Paraplubestemmingsplan landschapselementen buitengebied

Bestemmingsplan - Gemeente Brummen

Vastgesteld op 23-03-2023 - geheel onherroepelijk in werking

Bestanden

Toelichting

Hoofdstuk 1 Inleidende Regels

Artikel 1 Begrippen

In deze regels wordt verstaan onder:

1.1 plan

Het bestemmingsplan 'Paraplubestemmingsplan landschapselementen buitengebied' met identificatienummer NL.IMRO.0213.BPBG700087-va01 van de gemeente Brummen.

1.2 bestemmingsplan

De geometrisch bepaalde planobjecten met de bijbehorende regels.

1.3 erfbeplanting

beplanting ter plaatse van een erf, waaronder in ieder geval een houtsingel, hoogstamfruitboomgaard, hagen en solitaire bomen worden verstaan.

1.4 geriefhoutbosje

een bosje dat voornamelijk uit één boomsoort bestaat, zoals eik, es, wilg of els, en groter is dan 500 m2.

1.5 gemengd bos

een loofbos, waarbinnen ook de boomsoort grove den aanwezig is.

1.6 loofbos

een cluster van loofbomen, zoals zomereik, gewone beuk, ruwe berk en wilde lijsterbes, met daartussen beplanting, zoals gewone hulst of venijnboom.

1.7 houtsingel

een brede landschappelijke afscheiding, vaak tussen weilanden, die bestaat uit bomen en struiken.

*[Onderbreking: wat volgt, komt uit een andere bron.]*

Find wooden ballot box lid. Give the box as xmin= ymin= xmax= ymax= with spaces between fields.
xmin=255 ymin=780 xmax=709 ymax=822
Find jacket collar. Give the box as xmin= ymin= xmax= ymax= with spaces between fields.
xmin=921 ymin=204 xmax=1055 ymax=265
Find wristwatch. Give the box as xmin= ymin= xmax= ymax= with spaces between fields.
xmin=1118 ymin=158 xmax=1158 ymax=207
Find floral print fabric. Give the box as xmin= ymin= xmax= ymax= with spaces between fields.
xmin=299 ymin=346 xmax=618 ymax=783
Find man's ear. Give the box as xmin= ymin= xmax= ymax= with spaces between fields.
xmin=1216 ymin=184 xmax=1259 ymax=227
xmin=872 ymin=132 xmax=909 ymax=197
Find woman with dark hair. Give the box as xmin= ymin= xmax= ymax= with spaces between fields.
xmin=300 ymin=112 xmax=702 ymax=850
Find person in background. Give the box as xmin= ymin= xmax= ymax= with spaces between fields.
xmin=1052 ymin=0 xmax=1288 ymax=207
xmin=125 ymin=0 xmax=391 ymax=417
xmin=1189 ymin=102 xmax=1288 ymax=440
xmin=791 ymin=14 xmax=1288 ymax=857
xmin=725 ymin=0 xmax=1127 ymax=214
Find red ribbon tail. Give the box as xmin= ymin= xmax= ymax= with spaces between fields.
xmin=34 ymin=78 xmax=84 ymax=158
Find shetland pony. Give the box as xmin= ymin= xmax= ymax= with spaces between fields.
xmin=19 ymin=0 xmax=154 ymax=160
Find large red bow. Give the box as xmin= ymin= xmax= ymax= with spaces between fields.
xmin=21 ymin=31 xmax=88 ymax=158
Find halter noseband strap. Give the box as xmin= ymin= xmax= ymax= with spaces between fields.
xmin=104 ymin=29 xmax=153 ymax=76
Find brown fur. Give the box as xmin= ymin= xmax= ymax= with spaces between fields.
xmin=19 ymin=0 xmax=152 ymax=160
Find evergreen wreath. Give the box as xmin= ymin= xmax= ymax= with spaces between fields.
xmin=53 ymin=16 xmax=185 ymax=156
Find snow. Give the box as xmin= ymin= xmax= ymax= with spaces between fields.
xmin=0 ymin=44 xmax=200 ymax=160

Een houtsingel is een lijnvormig landschapselement van 4 tot maximaal 20 meter breed. Houtsingels lijken veel op houtwallen. Bij een houtwal is er sprake van een opgeworpen wal, waar de beplanting op staat en bestaat uit de beplantingssoorten;

  • Boomvormers: Quercus robur (Zomereik), Betula pendula (Ruwe berk) en Sorbus aucuparia (Wilde lijsterbes) en;
  • Struikvormers: Crataegus monogyna (Eenstijlige meidoorn), Acer campestre (Veldesdoorn), Viburnum opulus (Gelderse roos), Rosa canina (Hondsroos), Corylus avellana (Gewone hazelaar), Rhamnus frangula (Vuilboom), Ilex aquifolium (Gewone hulst), Vogelkers (Prunus Padus);
  • Incidenteel: Prunus avium (Zoetekers), Malus sylvestris (Wilde appel), Tilia x europea (Hollandse linde).

1.8 knip- en scheerheg

een lijnvormig landschapselement langs kavelgrenzen (niet op of langs het woonerf), met aaneengesloten begroeiing van inheemse struiken (zoals eenstijlige meidoorn, veldesdoorn en sleedoorn), dat regelmatig wordt geknipt of geschoren.

1.9 singel

een bomenrij, bestaande uit elzen (zwarte els) en/of wilgen (schietwilg), vaak op een slootkant.

1.10 struweelhaag

een lijnvormig landschapselement met een aaneengesloten opgaande begroeiing van inheemse, overwegend doornachtige, struiken, die vrij uit mogen groeien, zoals eenstijlige meidoorn, sleedoorn en hondsroos.

1.11 vogelbosje

een bosje dat voornamelijk uit (besdragende) struiken (zoals meidoorn, Gelderse roos en lijsterbes) bestaat en is niet groter is dan 500 m2.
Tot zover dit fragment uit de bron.